Palavras-chave: Depressão/Epidemiologia; Estudantes; Universidades; Emoções
A depressão é uma síndrome psiquiátrica freqüente, caracterizada por conjunto de sinais e sintomas psíquicos e somáticos, que podem surgir em associação com doenças orgânicas.1
A vida moderna provocou o enfraquecimento da cultura brasileira que antes fornecia, por meio de rituais e crenças, mecanismos compensatórios e protetores contra os efeitos nocivos da sociedade, como a competição, a rivalidade e a agressão. Esses elementos geram empobrecimento das relações interpessoais e atuam como uma das várias causas de depressão.2
Devido a esses fatores aliados, e talvez à maior facilidade de diagnóstico, a depressão é um dos transtornos psiquiátricos de maior prevalência, estimando-se que até 6% da população em geral seja acometida por estados depressivos e, ao longo da vida, 15% apresentarão quadro depressivo.1
Esta pesquisa teve como objetivo analisar a depressão e os sintomas depressivos, como crises de choro, oscilações do humor, fadiga, isolamento social, perda do interesse, alteração no sono e no apetite, irritabilidade, ideação suicida, diminuição das atividades diárias, negativismo e perda da auto-estima.3 A população-alvo foi de universitários do município de Itajubá e foram comparados os resultados obtidos entre as áreas de humanas, exatas e biológicas.

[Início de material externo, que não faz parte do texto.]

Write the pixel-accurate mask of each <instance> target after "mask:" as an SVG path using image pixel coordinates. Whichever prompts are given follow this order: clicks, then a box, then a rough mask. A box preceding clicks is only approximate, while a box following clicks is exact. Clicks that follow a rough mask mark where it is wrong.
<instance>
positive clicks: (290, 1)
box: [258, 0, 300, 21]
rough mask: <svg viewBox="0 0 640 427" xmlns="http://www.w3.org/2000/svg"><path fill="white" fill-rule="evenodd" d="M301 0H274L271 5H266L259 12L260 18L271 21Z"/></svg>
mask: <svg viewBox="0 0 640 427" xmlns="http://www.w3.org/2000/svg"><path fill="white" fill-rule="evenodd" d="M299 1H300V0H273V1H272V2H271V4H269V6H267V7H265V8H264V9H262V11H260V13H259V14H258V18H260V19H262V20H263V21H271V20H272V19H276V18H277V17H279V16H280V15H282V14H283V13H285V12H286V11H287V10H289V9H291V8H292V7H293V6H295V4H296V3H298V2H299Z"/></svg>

Para isso, foi utilizado como parâmetro de avaliação o Inventário de Depressão de Beck (BDI), que é instrumento para medir as manifestações de comportamento da depressão e aborda, em suas categorias, os sintomas depressivos mais freqüentes. O BDI, que antes era instrumento de entrevista somente utilizado por profissionais treinados, foi posteriormente revisado, em 1996, por Beck e outros, e passou a ser utilizado para a auto-aplicação.3 Este é um estudo preliminar cuja proposta é conhecer a saúde mental dos universitários, de modo a sugerir, posteriormente, um programa composto de orientação e acompanhamento psiquiátrico, reconhecimento de casos graves de doença mental, psicoterapia e tratamento medicamentoso.
MATERIAIS E MÉTODOS
Durante o primeiro semestre do ano de 2001, foi conduzido estudo-piloto realizado com estudantes de três áreas universitárias: biológicas, exatas e humanas. Aplicou-se questionário de propriedades psicométricas da versão em português do inventário de Depressão de Beck, que é uma medida de auto-avaliação de depressão.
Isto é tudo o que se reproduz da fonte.